From: Sean Christopherson <seanjc@google.com>
To: Mingwei Zhang <mizhang@google.com>
Cc: Peter Zijlstra <peterz@infradead.org>,
Ingo Molnar <mingo@kernel.org>,
Dapeng Mi <dapeng1.mi@linux.intel.com>,
Paolo Bonzini <pbonzini@redhat.com>,
Arnaldo Carvalho de Melo <acme@kernel.org>,
Kan Liang <kan.liang@linux.intel.com>,
Like Xu <likexu@tencent.com>,
Mark Rutland <mark.rutland@arm.com>,
Alexander Shishkin <alexander.shishkin@linux.intel.com>,
Jiri Olsa <jolsa@kernel.org>, Namhyung Kim <namhyung@kernel.org>,
Ian Rogers <irogers@google.com>,
Adrian Hunter <adrian.hunter@intel.com>,
kvm@vger.kernel.org, linux-perf-users@vger.kernel.org,
linux-kernel@vger.kernel.org,
Zhenyu Wang <zhenyuw@linux.intel.com>,
Zhang Xiong <xiong.y.zhang@intel.com>,
Lv Zhiyuan <zhiyuan.lv@intel.com>,
Yang Weijiang <weijiang.yang@intel.com>,
Dapeng Mi <dapeng1.mi@intel.com>,
Jim Mattson <jmattson@google.com>,
David Dunn <daviddunn@google.com>,
Thomas Gleixner <tglx@linutronix.de>
Subject: Re: [Patch v4 07/13] perf/x86: Add constraint for guest perf metrics event
Date: Wed, 4 Oct 2023 13:43:50 -0700 [thread overview]
Message-ID: <ZR3Ohk50rSofAnSL@google.com> (raw)

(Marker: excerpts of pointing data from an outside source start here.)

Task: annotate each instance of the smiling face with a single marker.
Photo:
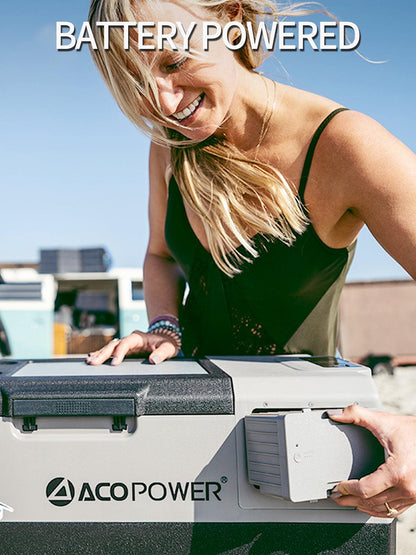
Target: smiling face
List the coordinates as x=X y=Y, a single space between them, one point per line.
x=195 y=93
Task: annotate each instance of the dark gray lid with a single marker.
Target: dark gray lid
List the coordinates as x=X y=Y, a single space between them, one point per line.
x=69 y=387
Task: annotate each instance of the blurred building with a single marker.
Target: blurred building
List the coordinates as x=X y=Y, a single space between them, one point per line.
x=378 y=318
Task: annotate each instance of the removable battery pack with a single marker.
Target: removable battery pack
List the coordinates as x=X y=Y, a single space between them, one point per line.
x=302 y=455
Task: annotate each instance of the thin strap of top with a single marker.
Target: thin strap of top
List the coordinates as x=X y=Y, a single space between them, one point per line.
x=311 y=150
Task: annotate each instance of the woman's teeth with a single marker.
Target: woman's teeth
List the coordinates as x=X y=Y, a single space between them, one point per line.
x=189 y=110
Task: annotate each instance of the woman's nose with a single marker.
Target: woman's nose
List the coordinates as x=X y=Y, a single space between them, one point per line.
x=170 y=95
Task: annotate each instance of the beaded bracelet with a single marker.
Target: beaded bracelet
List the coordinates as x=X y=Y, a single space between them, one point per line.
x=167 y=327
x=168 y=317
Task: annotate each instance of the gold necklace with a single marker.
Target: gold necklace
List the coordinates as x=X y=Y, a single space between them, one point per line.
x=266 y=118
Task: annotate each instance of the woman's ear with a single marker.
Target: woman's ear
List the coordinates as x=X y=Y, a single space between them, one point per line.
x=235 y=11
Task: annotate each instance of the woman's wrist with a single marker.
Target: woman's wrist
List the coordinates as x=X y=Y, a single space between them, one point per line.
x=167 y=326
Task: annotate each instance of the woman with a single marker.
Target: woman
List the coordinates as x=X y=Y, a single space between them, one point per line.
x=257 y=194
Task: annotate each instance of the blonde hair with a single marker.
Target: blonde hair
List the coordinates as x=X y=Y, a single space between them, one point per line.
x=236 y=197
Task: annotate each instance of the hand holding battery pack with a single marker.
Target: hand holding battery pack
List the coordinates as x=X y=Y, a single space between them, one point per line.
x=392 y=486
x=158 y=347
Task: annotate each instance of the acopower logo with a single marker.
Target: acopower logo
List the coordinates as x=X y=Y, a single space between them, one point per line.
x=61 y=491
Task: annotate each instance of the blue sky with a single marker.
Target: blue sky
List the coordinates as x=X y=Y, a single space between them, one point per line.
x=74 y=169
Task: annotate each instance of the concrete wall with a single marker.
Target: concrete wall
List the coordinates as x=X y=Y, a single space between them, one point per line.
x=378 y=318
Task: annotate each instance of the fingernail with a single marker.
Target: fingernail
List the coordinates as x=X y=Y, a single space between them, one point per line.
x=334 y=412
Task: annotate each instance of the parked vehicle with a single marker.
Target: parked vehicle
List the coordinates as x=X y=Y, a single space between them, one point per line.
x=68 y=313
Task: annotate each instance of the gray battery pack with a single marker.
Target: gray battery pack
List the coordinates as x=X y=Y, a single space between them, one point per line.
x=303 y=455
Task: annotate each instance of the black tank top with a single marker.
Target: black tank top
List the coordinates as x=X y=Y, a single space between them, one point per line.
x=284 y=301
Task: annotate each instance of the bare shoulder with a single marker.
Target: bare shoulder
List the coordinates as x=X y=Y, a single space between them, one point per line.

In-Reply-To: <CAL715WLbAnnGUiTdHPO0L7v2FHGa5qmTnWJDi8k9qVkGry5GGQ@mail.gmail.com>
On Tue, Oct 03, 2023, Mingwei Zhang wrote:
> On Mon, Oct 2, 2023 at 5:56 PM Sean Christopherson <seanjc@google.com> wrote:
> > The "when" is what's important. If KVM took a literal interpretation of
> > "exclude guest" for pass-through MSRs, then KVM would context switch all those
> > MSRs twice for every VM-Exit=>VM-Enter roundtrip, even when the VM-Exit isn't a
> > reschedule IRQ to schedule in a different task (or vCPU). The overhead to save
> > all the host/guest MSRs and load all of the guest/host MSRs *twice* for every
> > VM-Exit would be a non-starter. E.g. simple VM-Exits are completely handled in
> > <1500 cycles, and "fastpath" exits are something like half that. Switching all
> > the MSRs is likely 1000+ cycles, if not double that.
>
> Hi Sean,
>
> Sorry, I have no intention to interrupt the conversation, but this is
> slightly confusing to me.
>
> I remember when doing AMX, we added gigantic 8KB memory in the FPU
> context switch. That works well in Linux today. Why can't we do the
> same for PMU? Assuming we context switch all counters, selectors and
> global stuff there?
That's what we (Google folks) are proposing. However, there are significant
side effects if KVM context switches PMU outside of vcpu_run(), whereas the FPU
doesn't suffer the same problems.
Keeping the guest FPU resident for the duration of vcpu_run() is, in terms of
functionality, completely transparent to the rest of the kernel. From the kernel's
perspective, the guest FPU is just a variation of a userspace FPU, and the kernel
is already designed to save/restore userspace/guest FPU state when the kernel wants
to use the FPU for whatever reason. And crucially, kernel FPU usage is explicit
and contained, e.g. see kernel_fpu_{begin,end}(), and comes with mechanisms for
KVM to detect when the guest FPU needs to be reloaded (see TIF_NEED_FPU_LOAD).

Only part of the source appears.